1. 6
    1. 12

      Could also be titled “regex based security tools are garbage”. Your linter needs to follow the same parsing rules as the language it’s linting.

      1. 2

        I was surprised that the Python parser uses normalization when parsing Unicode. I fail to see the rationale to parse “𝘀𝘦𝘭𝘧” and “self” as the same token.

        1. 5

          Part of the rational is documented here: https://cve.mitre.org/cgi-bin/cvename.cgi?name=CVE-2021-42574

          In short, Unicode is easy to abuse to craft code that look unsuspicious but end up doing much more than what the eye sees. Python approach seems to be the “What you see is what you get” (With some edge-case).

        2. 5

          How to allow “arbitrary” Unicode in identifiers is something that has standard recommendations from the Unicode Consortium, including a whole section on normalization.

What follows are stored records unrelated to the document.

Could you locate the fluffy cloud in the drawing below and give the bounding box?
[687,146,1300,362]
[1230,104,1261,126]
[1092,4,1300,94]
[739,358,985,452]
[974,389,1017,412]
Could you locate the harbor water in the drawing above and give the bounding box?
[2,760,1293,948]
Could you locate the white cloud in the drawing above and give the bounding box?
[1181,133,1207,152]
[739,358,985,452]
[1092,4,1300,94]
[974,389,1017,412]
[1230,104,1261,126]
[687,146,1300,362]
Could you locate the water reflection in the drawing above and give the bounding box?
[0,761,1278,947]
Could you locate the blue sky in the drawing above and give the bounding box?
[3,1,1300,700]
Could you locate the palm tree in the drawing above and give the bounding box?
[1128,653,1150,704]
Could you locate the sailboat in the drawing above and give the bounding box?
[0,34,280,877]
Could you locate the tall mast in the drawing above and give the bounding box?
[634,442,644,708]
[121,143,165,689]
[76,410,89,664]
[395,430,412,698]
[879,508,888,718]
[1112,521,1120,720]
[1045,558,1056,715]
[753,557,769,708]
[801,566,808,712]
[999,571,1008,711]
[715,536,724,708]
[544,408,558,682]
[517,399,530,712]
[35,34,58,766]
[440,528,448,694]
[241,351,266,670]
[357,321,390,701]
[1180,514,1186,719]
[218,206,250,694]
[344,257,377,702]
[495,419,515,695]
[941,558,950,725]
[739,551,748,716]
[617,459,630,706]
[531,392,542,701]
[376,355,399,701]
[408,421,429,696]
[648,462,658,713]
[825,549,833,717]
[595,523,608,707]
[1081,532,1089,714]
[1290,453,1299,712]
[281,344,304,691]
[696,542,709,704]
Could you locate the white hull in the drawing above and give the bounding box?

          But there are some intuitive issues involved here:

          • If you and I both work on a codebase that allows most-of-Unicode in identifiers, and my system inputs things using decomposed (combining sequences) forms while yours inputs things using composed forms whenever possible, not doing normalization means you and I are really typing different identifiers.
          • If someone who reviews patches uses a font that doesn’t (sufficiently) visually distinguish some distinct-but-compatibility-equivalent sequences, not doing normalization means they might get tricked into accepting a patch that does something different than what it “looks like”.


          And so it’s not just Python which needs to be aware of this; last I checked Rust, for example, had similar UAX31-based processing to account for the fact that it allows more than just ASCII in identifirs.

          1. 2

            Thanks for your reply, along with the one from @isra17. I’m pretty sure the Python development team have thought longer and harder on this than I have 😉

            (btw was unicode allowed in Python scripts (as identifiers) prior to Python 3?)

            I agree with @Student, the problem isn’t Python allowing different letter-like symbols in code, it’s naive “code scanning” software that doesn’t account for the possibility.

            1. 3

              (btw was unicode allowed in Python scripts (as identifiers) prior to Python 3?)

              • Python 2: Python source code files were assumed ASCII by default unless they declared an alternative encoding with a magic comment at the top, and identifiers were restricted to using ASCII letters, digits, and underscore, and must begin with a letter or underscore.
              • Python 3: Python source code files are assumed UTF-8 by default (though you can still add a magic encoding comment to select another encoding) and identifiers must begin with a code point with Unicode derived property XID_Start, with all following code points having XID_Continue.